Franck fronça les sourcils, pas certain de bien comprendre où Chénaix voulait en venir.
— Qu’est-ce que tu essaies de me dire ?
— J’ai ressorti le corps du frigo pour observer les avant-bras de Ramirez. J’avais constaté la présence de traces d’aiguille sur l’avant-bras gauche lors de l’autopsie, c’est notifié dans le rapport. Il n’est pas impossible que Ramirez, au lieu de boire le sang, se le soit directement injecté alors que sa victime était encore vivante.
— Bon Dieu…
— J’ai aussi comparé les groupes sanguins. Coulomb, groupe O, rhésus positif. Ramirez, groupe A, rhésus positif. Techniquement, Coulomb pouvait « donner » son sang à Ramirez sans risque de choc transfusionnel.
Sharko en croyait à peine ses oreilles. Deux hommes au sommet d’un lieu isolé. L’un attaché, torturé, charcuté, l’artère radiale sortie de sa chair. L’autre, qui enfonce dans ses veines une aiguille avec un tube relié à l’artère étrangère. Le sang qui quitte l’un pour nourrir l’autre… Puis les poches stériles qu’on remplit, les massages cardiaques, pour ne pas gaspiller la moindre goutte du précieux liquide. De la folie pure.

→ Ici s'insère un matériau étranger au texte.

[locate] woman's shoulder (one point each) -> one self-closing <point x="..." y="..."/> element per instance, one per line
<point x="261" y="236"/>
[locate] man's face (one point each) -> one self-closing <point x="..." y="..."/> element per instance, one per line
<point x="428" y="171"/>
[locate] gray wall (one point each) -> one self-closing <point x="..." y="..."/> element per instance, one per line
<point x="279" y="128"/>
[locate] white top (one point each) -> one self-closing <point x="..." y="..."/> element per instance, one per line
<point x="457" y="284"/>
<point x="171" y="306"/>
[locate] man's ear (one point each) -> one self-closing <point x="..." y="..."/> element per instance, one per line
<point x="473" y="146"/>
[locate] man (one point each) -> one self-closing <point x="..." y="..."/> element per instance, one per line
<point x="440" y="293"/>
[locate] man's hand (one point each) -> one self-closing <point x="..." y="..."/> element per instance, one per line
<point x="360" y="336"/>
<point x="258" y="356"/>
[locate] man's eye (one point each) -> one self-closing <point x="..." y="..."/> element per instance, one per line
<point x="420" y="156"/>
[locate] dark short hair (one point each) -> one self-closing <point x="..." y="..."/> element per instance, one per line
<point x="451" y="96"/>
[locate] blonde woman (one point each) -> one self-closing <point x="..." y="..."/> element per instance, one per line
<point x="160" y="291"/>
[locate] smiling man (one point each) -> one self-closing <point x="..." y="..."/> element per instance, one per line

— Franck ? T’es toujours là ?
— Oui, je… J’intégrais tes déductions.
— Boire le sang, ce n’est pas grave, si je peux m’exprimer ainsi, mais se l’injecter, c’est une autre affaire. D’une part, il ne faut pas trop t’en injecter si tu ne veux pas basculer en surpression et te faire exploser le cœur. Ou alors, tu te saignes d’un autre côté, histoire d’évacuer le surplus, ce qui n’est pas impossible vu les cicatrices sur son corps. Enfin, je te laisse imaginer le risque d’une telle opération. Sida, hépatite, bref, tout un tas de saloperies peuvent transiter ainsi d’un corps à l’autre. Sans oublier ce fameux choc transfusionnel, qui peut provoquer de sérieux dommages à l’organisme, voire conduire à la mort en cas d’incompatibilité de groupes sanguins. Ou Ramirez aimait jouer à la roulette russe, ou il connaissait assez Coulomb pour faire à ce point confiance à son sang.
Sharko penchait pour la deuxième hypothèse. Coulomb s’était infiltré dans le milieu des satanistes et avait gagné la confiance absolue de Ramirez. Dans le clan, les hommes avaient échangé tous leurs secrets.
— T’as déjà entendu ça ? Ce genre de travers ? L’injection de sang ?
— Jamais.
Ils parlèrent encore un peu, puis Sharko le remercia et raccrocha, sonné, la tête farcie d’interrogations. Des transfusions, de vivant à vivant, en dehors de tout cadre médical. Lorsqu’il redémarra, cinq minutes plus tard, le policier n’avait qu’une seule certitude : Willy Coulomb, même pas 30 ans, avait dû vivre l’enfer sur Terre avant de lâcher son dernier souffle, le cœur vide et recroquevillé sur lui-même comme un fruit sec.
Il avait payé le prix fort pour sa trahison envers le clan.